Ludzie ciągną mnie za ręce i nogi, ale to nieważne, bo teraz to Ala jest najważniejsza
i musi się zająć najpierw sobą, a potem może się ewentualnie zatroszczyć o wszystko inne.
- to tak wbrew pozorom tego, że ogarnęłam kilka fajnych rzeczy na studniówkę
i śmigam na kursy maturalne ze wszystkiego na przemian z prawkiem.
Łapię swobodny oddech, po szkole wyciągam nogi i naklejam sobie na czoło
kartkę z jakże urzekającym napisem "ZARAZ".

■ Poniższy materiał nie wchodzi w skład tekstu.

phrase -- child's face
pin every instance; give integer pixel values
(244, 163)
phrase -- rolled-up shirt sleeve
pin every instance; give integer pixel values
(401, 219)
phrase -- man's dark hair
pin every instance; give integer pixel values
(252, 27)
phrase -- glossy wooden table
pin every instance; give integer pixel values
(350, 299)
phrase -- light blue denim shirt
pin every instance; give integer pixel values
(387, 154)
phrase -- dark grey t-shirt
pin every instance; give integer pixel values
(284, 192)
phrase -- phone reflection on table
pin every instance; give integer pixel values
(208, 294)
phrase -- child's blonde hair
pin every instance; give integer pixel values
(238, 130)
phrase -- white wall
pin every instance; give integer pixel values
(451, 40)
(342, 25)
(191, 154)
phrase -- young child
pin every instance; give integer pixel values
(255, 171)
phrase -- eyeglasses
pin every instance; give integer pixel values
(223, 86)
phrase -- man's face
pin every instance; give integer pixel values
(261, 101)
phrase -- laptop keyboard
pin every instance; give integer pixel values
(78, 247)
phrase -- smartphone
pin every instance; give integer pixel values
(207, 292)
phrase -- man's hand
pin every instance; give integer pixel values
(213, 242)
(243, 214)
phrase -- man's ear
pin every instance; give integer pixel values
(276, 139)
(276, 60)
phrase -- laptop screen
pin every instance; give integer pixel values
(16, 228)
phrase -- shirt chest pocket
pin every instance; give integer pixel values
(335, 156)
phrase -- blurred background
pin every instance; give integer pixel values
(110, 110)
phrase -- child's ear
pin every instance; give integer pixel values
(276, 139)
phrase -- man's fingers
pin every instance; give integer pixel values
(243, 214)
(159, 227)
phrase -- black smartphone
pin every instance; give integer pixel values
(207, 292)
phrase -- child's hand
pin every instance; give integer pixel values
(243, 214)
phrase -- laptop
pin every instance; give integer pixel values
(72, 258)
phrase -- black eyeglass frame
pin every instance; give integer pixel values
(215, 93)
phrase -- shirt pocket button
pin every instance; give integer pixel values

Do końca świata jeszcze całe piękne dwa miesiące,
więc powinnam zdążyć ze wszystkim co mam do zrobienia.
I choć mogę ostatnio sprawiać wrażenie zimnej sucz i niezbyt dobrej kumpeli
to bycie asertywną i wygodną jest naprawdę piękne
-powinniście spróbować.
Jak jednak powszechnie wiadomo nic nie może być idealnie.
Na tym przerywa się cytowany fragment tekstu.